What Does This Mean For Your Business?

If your organisation is using Microsoft 365 Copilot, this is a governance story, not a crisis story.

Microsoft insists no unauthorised access took place and there is no evidence of data being exposed outside permitted user boundaries. That matters. Yet the episode highlights something more structural. AI controls can fail quietly inside systems businesses assume are ring-fenced.

Copilot is not a standalone chatbot. It operates across your email, documents and collaboration tools. It reads broadly. It summarises intelligently. It relies on retrieval rules working exactly as designed. When those rules misfire, even briefly, sensitive material can be processed in ways you did not intend.

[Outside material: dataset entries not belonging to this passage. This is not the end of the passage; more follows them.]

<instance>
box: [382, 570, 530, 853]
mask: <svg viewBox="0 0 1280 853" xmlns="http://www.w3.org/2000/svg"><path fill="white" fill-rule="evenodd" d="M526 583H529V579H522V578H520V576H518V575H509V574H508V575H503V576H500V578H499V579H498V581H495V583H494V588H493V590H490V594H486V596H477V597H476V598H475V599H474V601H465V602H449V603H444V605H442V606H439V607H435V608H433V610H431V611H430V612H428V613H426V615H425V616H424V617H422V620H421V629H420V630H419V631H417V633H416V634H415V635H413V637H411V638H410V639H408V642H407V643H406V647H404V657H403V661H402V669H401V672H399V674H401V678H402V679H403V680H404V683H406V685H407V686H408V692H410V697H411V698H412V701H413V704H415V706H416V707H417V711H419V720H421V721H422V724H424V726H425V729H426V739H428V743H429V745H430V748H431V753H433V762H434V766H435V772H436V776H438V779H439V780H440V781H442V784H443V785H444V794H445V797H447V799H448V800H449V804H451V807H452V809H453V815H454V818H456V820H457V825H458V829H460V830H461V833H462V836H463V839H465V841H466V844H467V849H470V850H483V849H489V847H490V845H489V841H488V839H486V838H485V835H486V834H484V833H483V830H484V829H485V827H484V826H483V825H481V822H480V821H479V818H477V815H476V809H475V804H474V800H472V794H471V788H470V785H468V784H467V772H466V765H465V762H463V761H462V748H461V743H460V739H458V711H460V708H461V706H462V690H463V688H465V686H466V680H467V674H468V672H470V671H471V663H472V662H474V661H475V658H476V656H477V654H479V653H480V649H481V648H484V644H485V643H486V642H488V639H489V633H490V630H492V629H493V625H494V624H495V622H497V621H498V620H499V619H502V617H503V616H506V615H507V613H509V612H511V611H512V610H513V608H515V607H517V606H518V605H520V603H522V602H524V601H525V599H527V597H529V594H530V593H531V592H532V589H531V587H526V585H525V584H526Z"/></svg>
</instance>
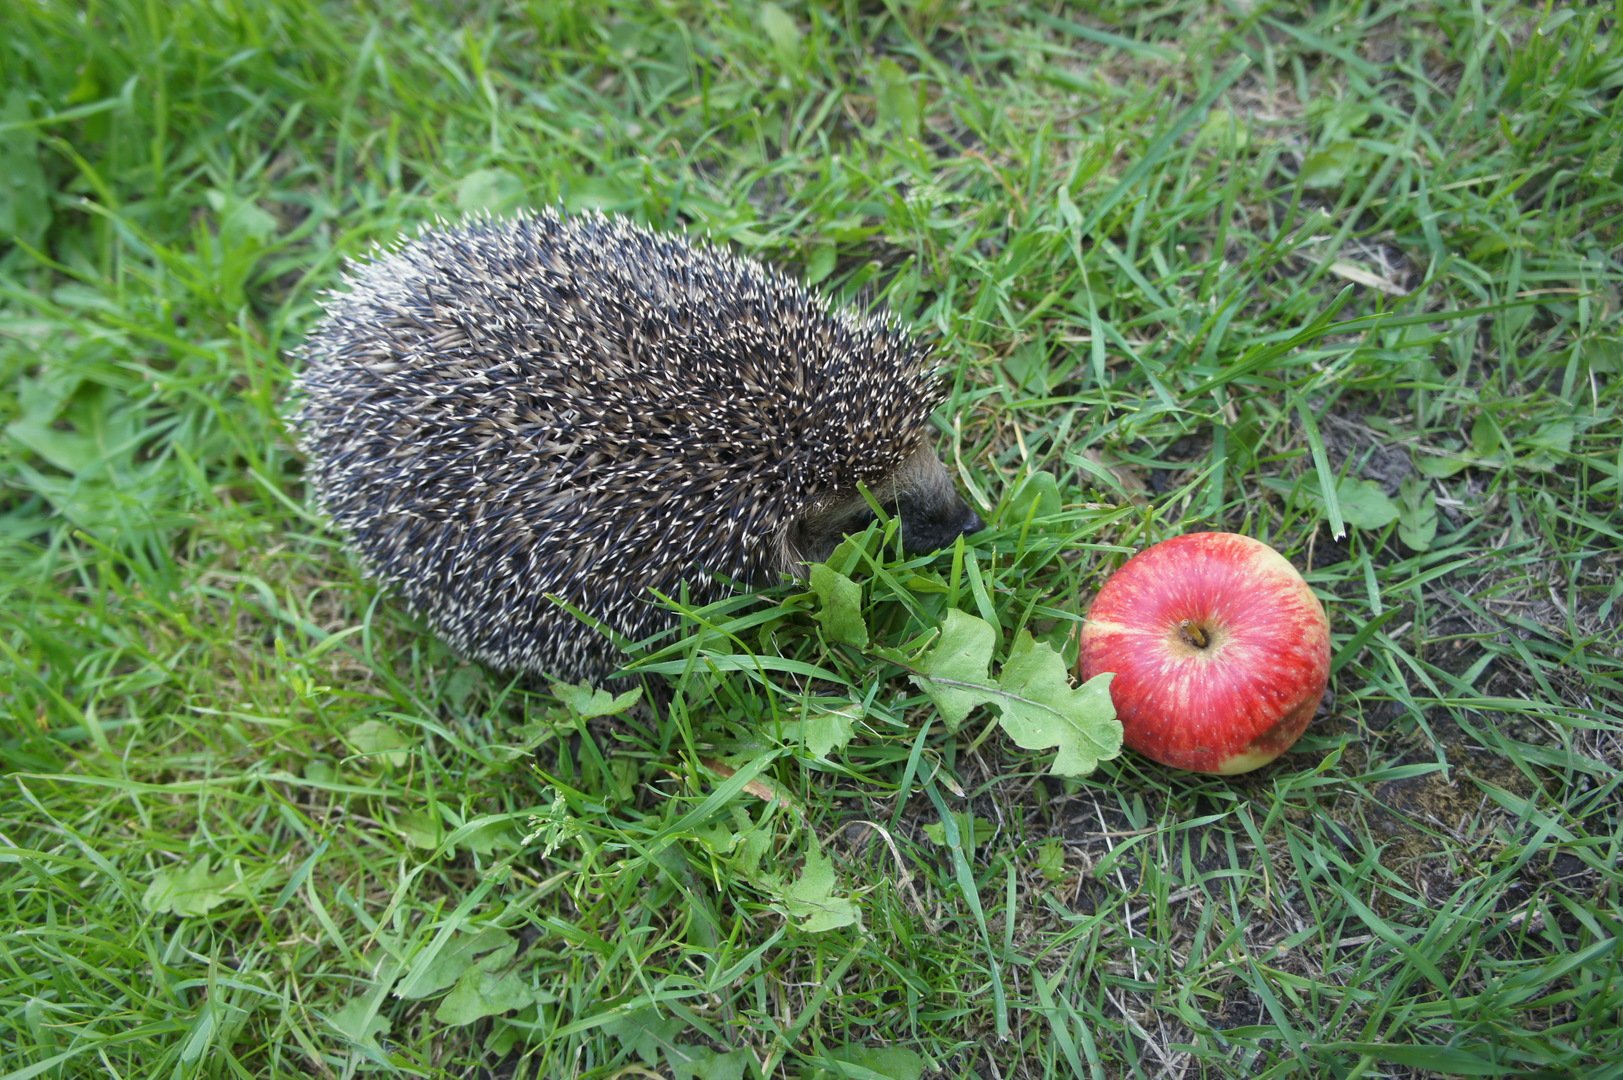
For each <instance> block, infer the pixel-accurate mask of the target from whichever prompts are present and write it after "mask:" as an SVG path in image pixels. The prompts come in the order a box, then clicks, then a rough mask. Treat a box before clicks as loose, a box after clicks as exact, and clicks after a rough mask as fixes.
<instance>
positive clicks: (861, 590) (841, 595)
mask: <svg viewBox="0 0 1623 1080" xmlns="http://www.w3.org/2000/svg"><path fill="white" fill-rule="evenodd" d="M810 585H811V593H813V594H815V596H816V599H818V611H816V616H815V619H816V620H818V622H820V624H821V625H823V637H826V638H828V640H829V642H844V643H846V645H854V646H857V648H867V646H868V624H867V622H863V619H862V586H860V585H857V583H855V581H852V580H850V578H847V577H846V575H844V573H841V572H839V570H831V568H828V567H826V565H823V564H816V565H813V567H811V580H810Z"/></svg>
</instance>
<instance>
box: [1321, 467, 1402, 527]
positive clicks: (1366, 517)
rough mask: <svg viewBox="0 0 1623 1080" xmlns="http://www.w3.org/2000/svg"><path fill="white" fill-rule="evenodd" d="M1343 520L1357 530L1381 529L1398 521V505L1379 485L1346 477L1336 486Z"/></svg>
mask: <svg viewBox="0 0 1623 1080" xmlns="http://www.w3.org/2000/svg"><path fill="white" fill-rule="evenodd" d="M1336 502H1339V503H1341V516H1342V520H1344V521H1345V523H1347V525H1350V526H1352V528H1355V529H1380V528H1384V526H1388V525H1391V523H1393V521H1396V520H1397V503H1396V502H1393V500H1391V497H1388V494H1386V492H1384V490H1381V489H1380V486H1378V484H1375V482H1371V481H1358V479H1352V477H1350V476H1344V477H1342V479H1341V481H1339V482H1337V484H1336Z"/></svg>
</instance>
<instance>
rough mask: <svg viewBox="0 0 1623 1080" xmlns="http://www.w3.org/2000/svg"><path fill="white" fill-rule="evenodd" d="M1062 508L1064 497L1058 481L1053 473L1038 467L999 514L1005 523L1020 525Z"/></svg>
mask: <svg viewBox="0 0 1623 1080" xmlns="http://www.w3.org/2000/svg"><path fill="white" fill-rule="evenodd" d="M1063 508H1065V497H1063V495H1060V481H1057V479H1055V477H1053V473H1047V471H1042V469H1039V471H1035V473H1032V474H1031V476H1027V477H1026V481H1024V482H1022V484H1021V486H1019V490H1018V492H1016V494H1014V497H1013V499H1010V502H1008V505H1006V507H1005V508H1003V515H1001V516H1003V521H1005V523H1006V525H1022V523H1026V521H1027V520H1031V518H1044V516H1048V515H1053V513H1058V512H1060V510H1063Z"/></svg>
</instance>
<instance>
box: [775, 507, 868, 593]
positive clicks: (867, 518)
mask: <svg viewBox="0 0 1623 1080" xmlns="http://www.w3.org/2000/svg"><path fill="white" fill-rule="evenodd" d="M873 516H875V515H873V507H872V505H870V503H868V500H867V499H863V495H862V492H859V490H852V492H850V494H847V495H842V497H839V499H836V500H833V502H826V503H823V505H818V507H813V508H810V510H807V512H805V513H802V515H800V516H799V518H795V520H794V521H790V523H789V529H787V536H786V538H784V565H782V567H781V568H782V570H784V572H786V573H792V575H795V577H805V564H808V562H823V560H824V559H828V557H829V555H833V554H834V549H836V547H839V541H842V539H846V538H847V536H850V534H852V533H860V531H862V529H865V528H868V525H872V523H873Z"/></svg>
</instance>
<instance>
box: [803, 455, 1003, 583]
mask: <svg viewBox="0 0 1623 1080" xmlns="http://www.w3.org/2000/svg"><path fill="white" fill-rule="evenodd" d="M868 494H870V495H872V497H873V502H876V503H878V505H880V507H883V508H885V510H886V512H888V513H891V515H893V516H898V518H901V531H902V551H904V552H907V554H909V555H920V554H927V552H932V551H940V549H943V547H946V546H949V544H951V542H953V541H954V539H958V538H959V536H967V534H971V533H979V531H980V529H982V528H984V525H982V521H980V516H979V515H975V512H974V510H971V508H969V507H967V505H966V503H964V500H962V499H961V497H959V494H958V489H956V487H954V486H953V476H951V474H949V473H948V471H946V466H945V464H941V458H938V456H936V453H935V450H932V448H930V447H928V445H925V447H920V448H919V450H915V451H914V453H911V455H907V458H904V460H902V463H901V464H898V466H896V468H894V469H891V471H889V473H886V474H885V477H883V479H881V481H880V484H878V486H876V487H875V489H872V490H870V492H868ZM872 521H873V507H872V505H870V503H868V499H865V497H863V494H862V492H860V490H852V492H849V494H846V495H844V497H836V499H829V500H826V502H824V503H823V505H818V507H813V508H811V510H807V512H805V513H803V515H800V518H797V520H795V521H792V523H790V525H789V529H787V531H786V534H784V554H782V568H784V572H786V573H799V572H800V565H802V564H807V562H821V560H824V559H828V557H829V555H831V554H833V552H834V549H836V547H837V546H839V542H841V541H842V539H844V538H846V536H849V534H850V533H860V531H862V529H865V528H868V525H870V523H872Z"/></svg>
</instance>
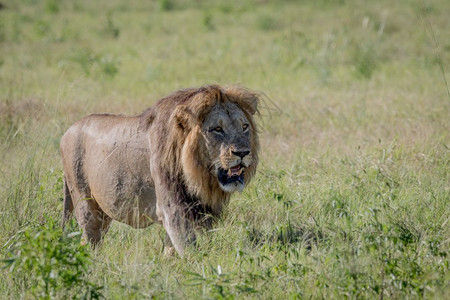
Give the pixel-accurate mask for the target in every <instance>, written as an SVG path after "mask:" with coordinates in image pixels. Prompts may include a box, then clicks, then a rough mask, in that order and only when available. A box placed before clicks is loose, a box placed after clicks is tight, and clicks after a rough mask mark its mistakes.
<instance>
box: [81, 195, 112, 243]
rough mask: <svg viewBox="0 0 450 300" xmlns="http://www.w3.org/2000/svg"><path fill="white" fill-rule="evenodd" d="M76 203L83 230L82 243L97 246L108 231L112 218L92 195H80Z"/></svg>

That is why access decisions matter. Embedding AI into legal, HR, finance or executive workflows is not simply a productivity choice. Draft emails often contain unfiltered strategy, regulatory advice or negotiation positions. Those are precisely the communications organisations most want tightly controlled.

This is also a moment to test assumptions. Sensitivity labels and data loss prevention policies are only effective if they behave as expected under real conditions. Enabling new AI features should trigger validation, not blind trust.

Copilot can deliver genuine efficiency gains. Faster document drafting, quicker retrieval of buried information and less manual searching all translate into time saved. The value is real. Yet tools with that level of visibility into your data estate deserve the same scrutiny you would apply to any system handling commercially sensitive information.

Businesses that combine productivity ambition with disciplined oversight will benefit. Those that treat embedded AI as frictionless and risk-free may find the learning curve steeper than expected.